The United States will fall short by a third on its commitment under the Paris climate treaty to reduce greenhouse gas emissions, according to a report released Wednesday in San Francisco.
A crescendo of efforts at the sub-national level by states, cities and business to shrink the country’s carbon footprint will not fully compensate for President Donald Trump’s decision to scrap his predecessor’s climate policies and promote the use of fossil fuels, it found.
“The Obama target was always going to be a stretch,” co-author Paul Bodnar, managing director of the Rocky Mountain Institute, told journalists.
“This work shows definitively that states, cities and businesses have the power to bring the nation to the brink of that ambitious target through their own authorities.”
Financed by former New York mayor Michael Bloomberg, the “Fulfilling America’s Pledge” report kicks off the three-day Global Climate Action Summit, a gathering of several thousand governors, mayors, business leaders and climate activists from around the world.
“Current federal and real economy commitments, combined with market forces, will drive US emissions to 17 percent below 2005 levels by 2025 — roughly two-thirds of the way to the original US target,” the report found.
Under the 196-nation Paris Agreement, the United States made a voluntary pledge to cut carbon pollution 26-28 percent by 2025.
The 2015 treaty marked the first time that all countries — including emerging giants such as China and India — laid out specific targets for greening their economies.
The new projections are conservative in so far as they assume no help from the federal government over the next six years.
Filling the ’emissions gap’
But even without a Democrat in the White House in 2020, up to 90 percent of US targets could still be met if non-state actors double down on climate action, they found.
On Monday, outgoing governor Jerry Brown signed legislation committing the state to purging greenhouse gases from its electricity grid by 2045, replaced by energy generated mostly by solar and wind power.

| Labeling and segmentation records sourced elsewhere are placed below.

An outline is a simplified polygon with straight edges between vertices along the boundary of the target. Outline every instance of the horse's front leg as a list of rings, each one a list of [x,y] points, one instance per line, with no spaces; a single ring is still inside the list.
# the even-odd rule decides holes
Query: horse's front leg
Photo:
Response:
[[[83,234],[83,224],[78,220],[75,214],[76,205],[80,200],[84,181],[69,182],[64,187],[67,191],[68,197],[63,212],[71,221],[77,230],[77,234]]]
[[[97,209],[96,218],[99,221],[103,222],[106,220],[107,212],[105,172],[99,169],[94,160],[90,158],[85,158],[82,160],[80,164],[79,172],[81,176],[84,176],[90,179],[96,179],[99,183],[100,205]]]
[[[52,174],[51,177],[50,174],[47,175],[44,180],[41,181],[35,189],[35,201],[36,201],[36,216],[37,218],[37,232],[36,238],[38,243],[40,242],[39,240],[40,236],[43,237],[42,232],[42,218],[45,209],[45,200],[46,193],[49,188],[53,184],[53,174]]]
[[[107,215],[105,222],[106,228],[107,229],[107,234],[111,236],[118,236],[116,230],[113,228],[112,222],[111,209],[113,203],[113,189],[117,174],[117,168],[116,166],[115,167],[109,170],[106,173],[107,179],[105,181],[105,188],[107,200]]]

“We all have the opportunity and the obligation to do our part to combat climate change,” he told AFP after signing the bill into law.
The fifth largest economy in the world, California has also adopted targets that would see its emissions fall at least 40 percent below 1990 levels by 2030.
Trump — who vowed to pull out of the Paris Agreement months after gaining office — wants to relax pollution rules for coal-fired power plants and roll back car-mileage standards, the twin pillars of President Barack Obama’s Clean Energy Plan.
He has also challenged the Golden State’s right to set it’s own vehicle fuel standards.
The transport sector is the single largest source of man-made greenhouse gases in the United States.
US mayors, governors and business leaders — under the banner “We Are Still In” — have pushed back by adopting more ambitious targets at the local level.
Taken together, these jurisdictions represent about half of the US economy, the equivalent of the third-largest country in the world, according to the report.
“Businesses, states and local governments have stepped in to fill the leadership gap,” said Lou Leonard, senior vice president for climate change and energy, WWF-US.
“But even more is needed to fill the remaining emissions gap and reduce risks from droughts, wildfires and superstorms bearing down on American communities.”
As if to illustrate the point, a monster hurricane exhibiting unusual patterns consistent with the influence of global warming is barrelling toward the US eastern seaboard, and projected to make landfall Thursday or Friday in the Carolinas.